Executives should realise that technology is not the answer to all problems.

By Johan Steyn, 28 June 2022


In an era of rapidly increasing competition, business leaders are looking to technology to streamline their operations to deliver products and services faster while lowering costs. Modern technologies such as robotic process automation (RPA) are playing a great part in these initiatives.


These plans are often led by the technology department, with little business acumen, understanding or impact. Executives are asking whether their investments in the automation teams and technology platforms are truly affecting the bottom line.


For the most part, it seems that the focus is on automating tasks — normally those from the back-office that are repetitive and of low value — with little consideration of the end-to-end value streams.


There are many things that technology cannot do, and by relying on a technology-first approach many of these automation plans fail to deliver the expected value. Over the past few years, I have been working with customers as a management consultant on their automation plans. I have seen how common sense is rarely part of their plans and how efficiency and effectiveness gains through automation are rarely achieved.


I consulted with a large insurance provider that wanted to automate its procure-to-pay processes. These were paperwork-intensive with many people involved to process the purchase orders and vendor invoice payments. My client received about 400 invoices per day from nearly 3,000 vendors.


At the end of an initial investigation, it was clear that the team had no overall view of vendor payments. In the chaos of receiving, capturing and processing invoices there was little time to consider the terms in the master vendor agreements. The goal was simply to verify the invoices against purchase orders and then walk over to the various buildings to ask for the relevant signatures.


These processes are easy to automate through a cocktail of technologies such as automated workflows, digital document capturing, machine learning and RPA. The team was able to work faster and the number of errors was reduced. However, speed and accuracy — as valuable as these are — did not deliver value to the balance sheet as the executives had hoped.

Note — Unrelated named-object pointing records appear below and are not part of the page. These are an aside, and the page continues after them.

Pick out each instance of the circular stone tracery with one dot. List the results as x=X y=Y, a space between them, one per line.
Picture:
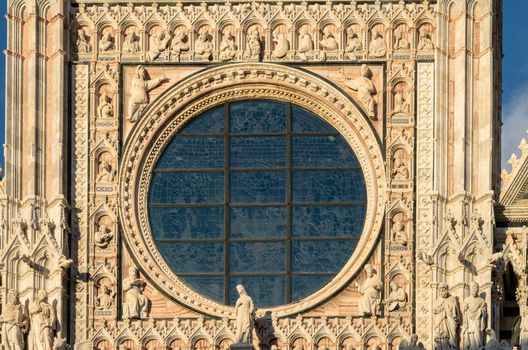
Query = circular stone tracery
x=257 y=192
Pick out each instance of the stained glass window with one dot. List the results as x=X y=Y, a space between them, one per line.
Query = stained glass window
x=261 y=193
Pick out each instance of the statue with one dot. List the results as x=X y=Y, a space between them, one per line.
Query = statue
x=475 y=316
x=105 y=109
x=14 y=321
x=369 y=301
x=253 y=47
x=447 y=319
x=378 y=47
x=227 y=47
x=131 y=43
x=203 y=45
x=107 y=42
x=139 y=92
x=180 y=44
x=43 y=323
x=281 y=45
x=105 y=300
x=397 y=297
x=135 y=304
x=244 y=316
x=103 y=236
x=365 y=90
x=83 y=43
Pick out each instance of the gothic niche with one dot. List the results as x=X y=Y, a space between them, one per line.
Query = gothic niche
x=281 y=45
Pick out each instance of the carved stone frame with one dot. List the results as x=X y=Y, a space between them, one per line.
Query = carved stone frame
x=180 y=103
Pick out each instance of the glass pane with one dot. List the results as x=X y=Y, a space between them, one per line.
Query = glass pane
x=321 y=256
x=256 y=222
x=187 y=223
x=193 y=257
x=258 y=116
x=328 y=151
x=265 y=291
x=258 y=152
x=328 y=186
x=304 y=121
x=257 y=257
x=193 y=152
x=210 y=122
x=258 y=187
x=302 y=286
x=187 y=188
x=328 y=221
x=211 y=287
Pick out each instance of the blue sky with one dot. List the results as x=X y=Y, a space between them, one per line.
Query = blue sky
x=515 y=76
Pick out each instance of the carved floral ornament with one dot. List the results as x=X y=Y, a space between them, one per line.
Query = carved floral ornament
x=168 y=114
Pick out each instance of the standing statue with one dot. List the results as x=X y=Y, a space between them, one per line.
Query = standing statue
x=14 y=321
x=365 y=89
x=447 y=319
x=139 y=92
x=136 y=304
x=369 y=302
x=475 y=315
x=43 y=323
x=244 y=316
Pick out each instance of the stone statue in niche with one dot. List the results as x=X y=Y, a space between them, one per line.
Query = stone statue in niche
x=353 y=42
x=365 y=89
x=378 y=47
x=107 y=42
x=160 y=43
x=253 y=44
x=139 y=90
x=43 y=323
x=131 y=42
x=83 y=42
x=180 y=43
x=397 y=297
x=105 y=300
x=103 y=236
x=447 y=320
x=15 y=322
x=369 y=302
x=425 y=42
x=475 y=316
x=400 y=42
x=106 y=108
x=305 y=44
x=244 y=316
x=203 y=45
x=281 y=45
x=227 y=46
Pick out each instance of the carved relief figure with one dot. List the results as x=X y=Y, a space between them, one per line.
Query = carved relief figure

Upon analysing the data with machine learning models we discovered an interesting fact. About 10% of vendor payments accounted for nearly 80% of spend. My client had early payment discounts built into most of these contracts, but in the chaos of shuffling paperwork around no-one had much time to take these into account.


We then built a dynamically and real-time updated dashboard to assist the payment team. Our data showed that if the top vendors were paid one day earlier every month it would trigger settlement discounts resulting in a total annual saving of R23m.


Needless to say, this had a great effect on the balance sheet. It was common sense, aided by technology that resulted in a significant business impact. Simply automating tasks would never have achieved this, though it was a start.


My advice to clients is that they should identify the high-impact business areas first. Look for the right technology platforms, but never be fooled into thinking that the technology by itself will result in the goals you have set. Empower your people to take a step back, and rethink their ways of working before they embrace technology.